The word ‘Brexit’ was coined by EURACTIV, according to the latest edition of the Oxford English Dictionary, way back in 2012, in a blog post by Peter Wilding.
The decision came in an update to the third edition of the dictionary, put together by some 50-60 lexicographers, and was put online last month.

It gives the definition of the word as: “the (proposed) withdrawal of the United Kingdom from the European Union, and the political process associated with it”.
And it points readers to a BlogActiv post by Peter Wilding, Stumbling toward the Brexit: Britain, a referendum, and an ever-closer reckoning.
That dates from 15 May 2012 – some four years and one month before the fateful June 2016 referendum.
The next earliest usage of the word the Oxford University Press lexicographers could find comes from some five months later, in October 2012, in the Christian Science Monitor.
That piece asks: “Why would the EU consider special economic and trading privileges for Britain after its ‘Brexit’?” – a question many in Brussels, if not London, are still asking today.
Brexit means…Brexit
Whilst the OED definition is both narrow – and vague – enough to satisfy most people, the UK Prime Minister, Theresa May, has her own, more self-reflexive, definition: “Brexit means Brexit.”

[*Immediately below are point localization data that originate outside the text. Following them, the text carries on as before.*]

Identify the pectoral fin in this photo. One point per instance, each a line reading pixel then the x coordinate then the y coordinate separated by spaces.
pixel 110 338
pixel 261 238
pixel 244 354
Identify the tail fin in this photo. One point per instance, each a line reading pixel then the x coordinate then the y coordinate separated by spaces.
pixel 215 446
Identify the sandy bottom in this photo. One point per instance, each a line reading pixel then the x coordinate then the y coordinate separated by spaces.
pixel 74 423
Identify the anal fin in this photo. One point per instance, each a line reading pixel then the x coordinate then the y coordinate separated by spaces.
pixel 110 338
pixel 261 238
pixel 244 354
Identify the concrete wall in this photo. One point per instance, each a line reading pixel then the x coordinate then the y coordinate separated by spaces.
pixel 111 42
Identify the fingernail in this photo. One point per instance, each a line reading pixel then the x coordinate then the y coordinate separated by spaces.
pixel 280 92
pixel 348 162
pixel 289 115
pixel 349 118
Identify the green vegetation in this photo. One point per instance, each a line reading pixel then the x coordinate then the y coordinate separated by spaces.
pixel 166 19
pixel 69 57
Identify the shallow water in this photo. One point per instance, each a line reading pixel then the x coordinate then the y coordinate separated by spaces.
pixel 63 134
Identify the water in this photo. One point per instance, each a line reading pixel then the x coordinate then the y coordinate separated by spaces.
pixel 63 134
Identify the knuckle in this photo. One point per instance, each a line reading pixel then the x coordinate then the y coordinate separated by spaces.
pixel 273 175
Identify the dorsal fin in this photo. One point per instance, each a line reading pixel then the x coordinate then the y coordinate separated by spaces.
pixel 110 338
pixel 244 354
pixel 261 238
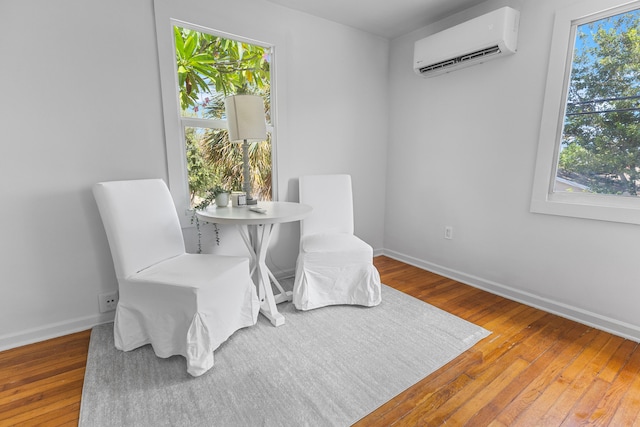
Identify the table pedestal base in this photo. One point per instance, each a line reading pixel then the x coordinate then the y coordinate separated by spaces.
pixel 256 238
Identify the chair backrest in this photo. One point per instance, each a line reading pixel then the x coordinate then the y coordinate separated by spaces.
pixel 332 201
pixel 141 222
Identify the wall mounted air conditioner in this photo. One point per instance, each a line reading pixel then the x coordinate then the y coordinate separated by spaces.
pixel 483 38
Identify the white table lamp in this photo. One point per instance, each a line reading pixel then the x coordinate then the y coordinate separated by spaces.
pixel 246 122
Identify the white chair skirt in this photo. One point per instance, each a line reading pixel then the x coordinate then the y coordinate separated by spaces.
pixel 335 268
pixel 192 320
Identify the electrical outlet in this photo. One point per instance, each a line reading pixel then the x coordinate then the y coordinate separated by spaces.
pixel 448 232
pixel 108 302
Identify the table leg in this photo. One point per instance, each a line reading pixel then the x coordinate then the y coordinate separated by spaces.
pixel 257 239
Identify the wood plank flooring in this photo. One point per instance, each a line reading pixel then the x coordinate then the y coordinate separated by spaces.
pixel 535 369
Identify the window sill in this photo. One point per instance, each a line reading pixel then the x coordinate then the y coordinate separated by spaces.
pixel 589 206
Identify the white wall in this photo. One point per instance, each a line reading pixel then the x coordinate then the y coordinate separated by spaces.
pixel 462 147
pixel 81 103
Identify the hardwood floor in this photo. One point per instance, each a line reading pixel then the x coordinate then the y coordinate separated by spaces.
pixel 535 369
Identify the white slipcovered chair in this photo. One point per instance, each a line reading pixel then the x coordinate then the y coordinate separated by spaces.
pixel 180 303
pixel 334 266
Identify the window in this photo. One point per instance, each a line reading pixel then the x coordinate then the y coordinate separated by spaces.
pixel 199 68
pixel 208 69
pixel 588 161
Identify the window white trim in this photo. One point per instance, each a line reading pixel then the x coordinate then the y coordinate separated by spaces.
pixel 173 122
pixel 543 199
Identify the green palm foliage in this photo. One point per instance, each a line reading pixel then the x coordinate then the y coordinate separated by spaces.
pixel 210 68
pixel 601 138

Quite what that means, perhaps only May herself knows. The UK political class is currently engulfed in the argument – also lexicographical – over ‘hard Brexit’ versus ‘soft Brexit’.

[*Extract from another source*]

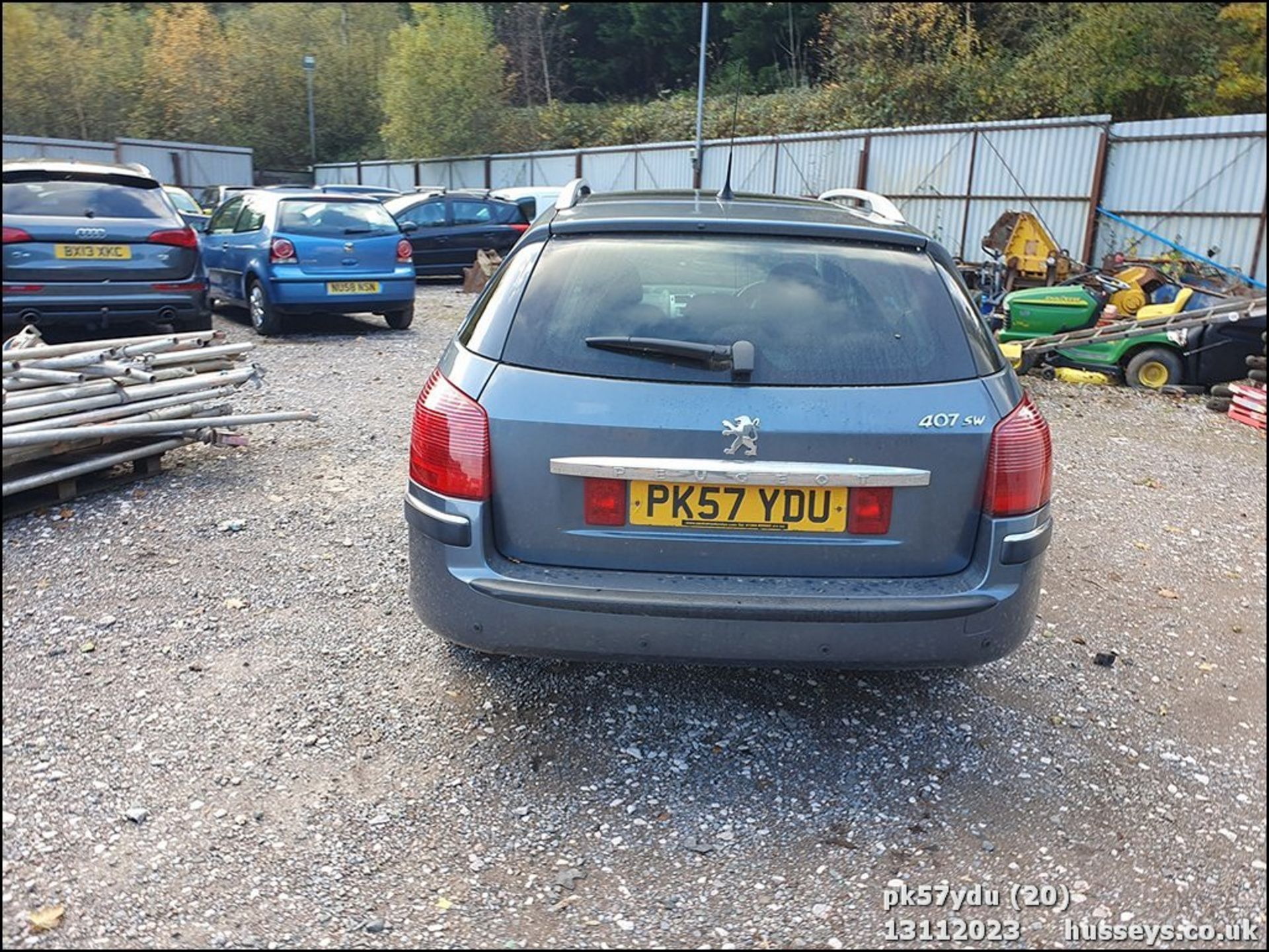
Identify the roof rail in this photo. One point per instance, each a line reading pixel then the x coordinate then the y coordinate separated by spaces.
pixel 876 207
pixel 572 193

Or, as former minister Michael Gove, and other Leave campaigners, prefer ‘clean Brexit’ or ‘full Brexit’ should replace ‘hard Brexit’.
Wilding, who was then working for BskyB when he wrote the post, before leaving to set up British Influence, a cross-party Remain campaign, told euractiv.com “The brutal truth of it is I wrote this blog post, and then promptly forgot all about it.
“Until this summer I got a phone call saying that the Oxford English Dictionary were going to put it in [the dictionary], and I realised I must have coined it.
“I can’t pretend there was any ‘lightbulb’ going off above my head as I though of it – I think I must have been thinking of ‘Grexit’, which was the flavour of the month at the time, and come up with ‘Brexit’ as another portmanteau word.
“Having invented ‘Brexit’, we [British Influence] are now taking the British government to court to try to ‘solve’ it,” Wilding added, referring to the case being heard by the High Court to allow parliament a say in debating the negotiating terms of Brexit.
That case is due to be heard on either the 19th or 20th of January, with May then set to give a keynote speech setting out the government’s negotiating objectives sometime in February, before Article 50 itself is triggered in March.
Wilding, whilst modest about his own invention, is sceptical that further such coinages – such as ‘Frexit’, for a French EU exit under a possible Marine Le Pen presidency – “slip off the tongue quite so well.”
David Charter, the then-Brussels correspondent for The Times, now in Berlin, is thought to have written the first full-length work on Brexit, his book Au Revoir Europe, published later in 2012.
The Oxford English Dictionary, published by the Oxford University Press, is widely-regarded as the ultimate recorded and arbiter of the English language – or, at least, British English.
It dates back to 1857, although the first edition was not published until 1884.
The 1989 second edition runs to 20 volumes, and some 22,000 pages.
Since 1989, the OED has been entirely online, with a ‘third edition’ a continuing project.